Anyway, I'm too thirsty in this Arizona heat to think about germs, and right-side my glass so I can have some water twice.
Bouse is not a bad little town. It's situated on U.S. 60, connecting L.A. on the Pacific Coast with Norfolk, VA on the Atlantic Coast, via Phoenix and Amarillo, TX where it trips over Route 66 (L.A., to Chicago). In fact, had Hollywood chosen this route instead of "Route 66" for their early TV series, Tod Stiles (Martin Milner) and Buz Murdock (George Maharis), a couple of wanderlust adventurers with a Corvette, would've immortalized "Route 60", instead.
General Patton put this place on the map during WWII when he trained tank soldiers in the desert in nearby Camp Bouse. The armored tank along side Route 60 in Bouse is a tribute to those who valiantly fought and won the world's freedom during WWII.

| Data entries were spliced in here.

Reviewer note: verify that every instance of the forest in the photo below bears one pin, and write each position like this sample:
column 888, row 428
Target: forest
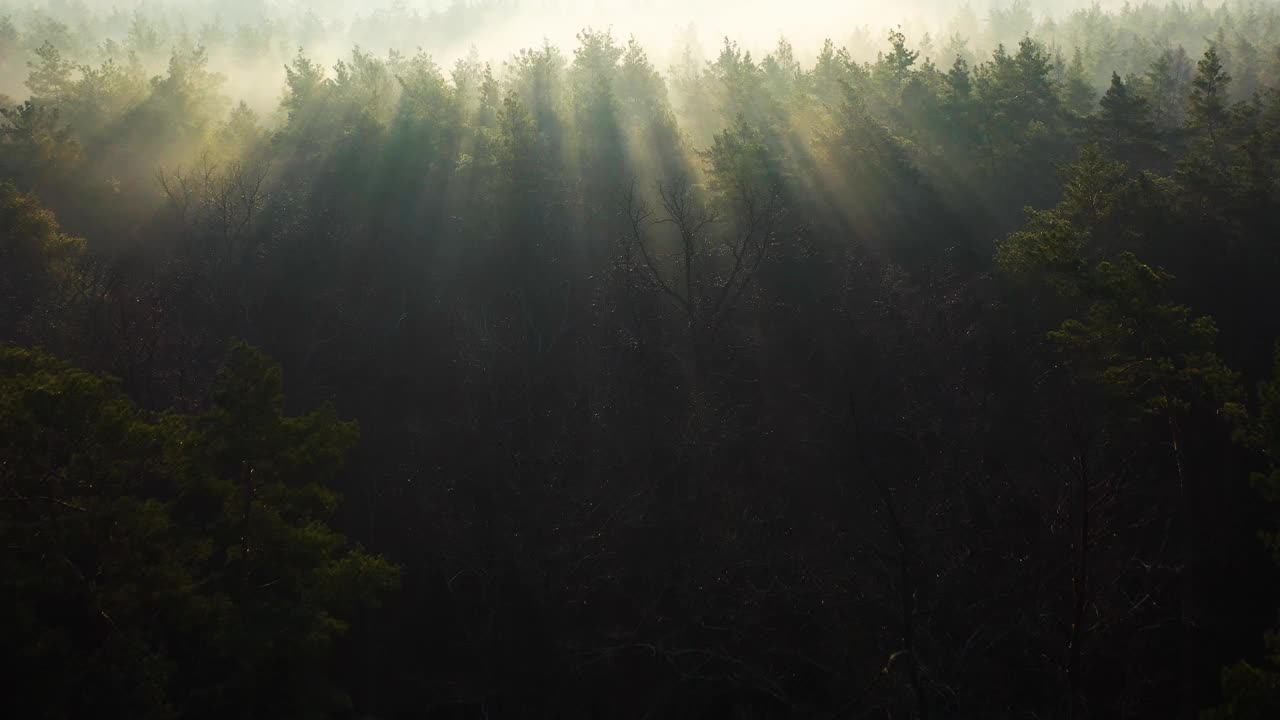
column 493, row 359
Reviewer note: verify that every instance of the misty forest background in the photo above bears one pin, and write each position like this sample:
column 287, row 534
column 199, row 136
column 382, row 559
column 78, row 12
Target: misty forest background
column 919, row 373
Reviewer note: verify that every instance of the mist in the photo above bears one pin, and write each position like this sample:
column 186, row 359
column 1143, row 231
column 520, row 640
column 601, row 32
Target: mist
column 732, row 360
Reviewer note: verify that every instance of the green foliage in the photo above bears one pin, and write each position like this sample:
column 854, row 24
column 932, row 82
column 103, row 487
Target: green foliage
column 177, row 565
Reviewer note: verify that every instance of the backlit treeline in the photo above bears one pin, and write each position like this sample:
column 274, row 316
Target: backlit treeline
column 910, row 374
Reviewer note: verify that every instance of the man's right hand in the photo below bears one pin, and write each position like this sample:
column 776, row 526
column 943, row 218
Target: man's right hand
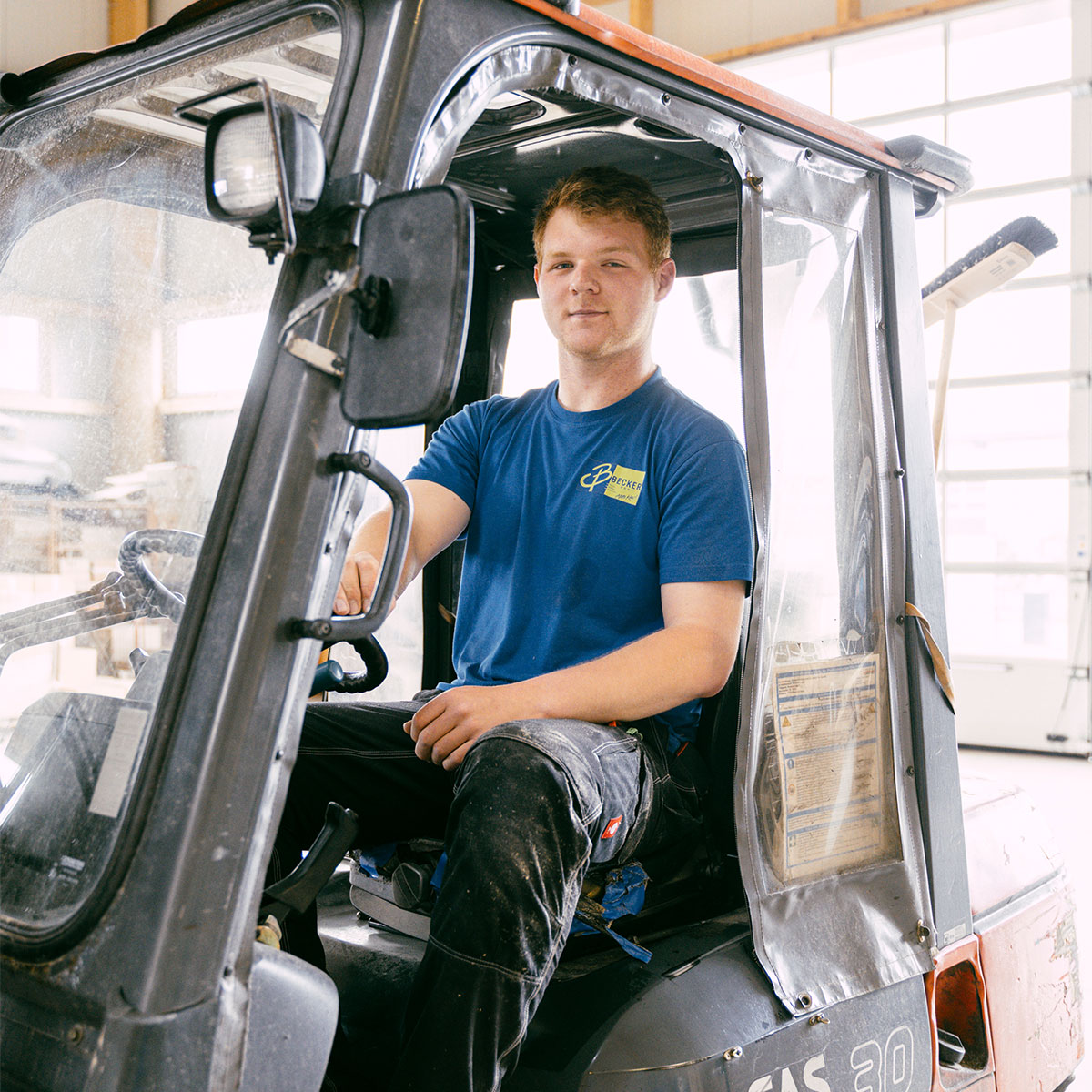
column 358, row 583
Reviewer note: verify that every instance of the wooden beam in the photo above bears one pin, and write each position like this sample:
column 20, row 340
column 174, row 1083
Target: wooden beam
column 128, row 20
column 642, row 15
column 849, row 10
column 858, row 23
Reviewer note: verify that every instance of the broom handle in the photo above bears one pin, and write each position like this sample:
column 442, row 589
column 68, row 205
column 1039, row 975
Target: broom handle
column 943, row 374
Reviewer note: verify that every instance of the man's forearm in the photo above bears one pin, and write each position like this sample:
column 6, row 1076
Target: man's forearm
column 650, row 676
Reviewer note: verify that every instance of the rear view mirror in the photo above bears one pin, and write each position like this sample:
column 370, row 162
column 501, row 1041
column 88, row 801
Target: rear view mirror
column 416, row 268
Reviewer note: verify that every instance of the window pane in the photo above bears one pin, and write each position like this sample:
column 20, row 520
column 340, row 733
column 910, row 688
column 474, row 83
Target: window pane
column 113, row 256
column 803, row 76
column 1016, row 142
column 1007, row 333
column 1007, row 427
column 217, row 355
column 1013, row 47
column 1008, row 616
column 20, row 364
column 971, row 223
column 1007, row 522
column 895, row 72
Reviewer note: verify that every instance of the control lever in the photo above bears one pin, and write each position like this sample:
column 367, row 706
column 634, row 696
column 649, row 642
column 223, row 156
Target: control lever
column 303, row 885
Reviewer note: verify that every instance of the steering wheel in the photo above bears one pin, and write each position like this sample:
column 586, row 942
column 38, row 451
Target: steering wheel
column 132, row 561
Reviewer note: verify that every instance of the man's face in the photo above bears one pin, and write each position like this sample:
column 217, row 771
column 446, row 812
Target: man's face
column 598, row 288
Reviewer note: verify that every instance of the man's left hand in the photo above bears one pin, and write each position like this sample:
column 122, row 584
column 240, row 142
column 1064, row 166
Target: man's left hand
column 443, row 729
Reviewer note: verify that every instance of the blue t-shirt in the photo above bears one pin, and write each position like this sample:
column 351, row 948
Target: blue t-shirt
column 578, row 518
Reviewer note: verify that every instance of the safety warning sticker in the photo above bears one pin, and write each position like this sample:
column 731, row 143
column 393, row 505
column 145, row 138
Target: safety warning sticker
column 830, row 756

After we walk back to the airstrip, departure seems every bit as uneventful as our arrival. Bill's got the slowest airplane, so he departs first. Neal's next in his 150. I'm last in the pack, and wouldn't you know, my airplane won't start? The battery is too weak to turn the engine. So, I hand-prop, but every time the engine pops, I can't get to the cockpit in time to give more throttle to keep it going. I feel like that guy with the jeep in "The Gods Must Be Crazy". Naturally, no one else is around, and the other guys are already en route home, oblivious to my problem. What I need is another pilot to operate the controls while I hand-prop the engine.
After about an hour, Bouse resident Del Brandon arrives with his electric gulf cart, complete with jumper cables. He's a pilot, figuring ahead of time that I need help. Such a guy! Within minutes, my engine is purring, eager to fly me home.
Once in the air, I have NO indication that the alternator is working, so I turn the master switch off to prevent the battery from going stone dead. Of course, airplane engines run just fine without electrical power (excepting engine spark to the plugs, which is provided by not one but two independent engine-driven magnetos), so it's no problem flying home with a discharged battery. The gyros, radio, fuel gauges and other electric stuff don't work, but the airplane flies the same without.
Only problem is on landing at Indian Hills. Without battery power, my electric flaps can't work. But that isn't all bad, either. I just land a bit faster than normal. It's just a little harder on the tires and brakes. Airplanes! Wonderfully engineered machines!
Once on the ground back at Indian Hills Airpark, I meet up with Bill and Neal, who say they were just about to mount a SAR (search and rescue) mission to find out what had happened to me. They also say that next time at least one pilot will circle the field to make sure the last person makes it off the airport okay.
As it is, all turned out fine. But on a remote desert strip, things could've been different -- without a gulf cart with lots of batteries handy.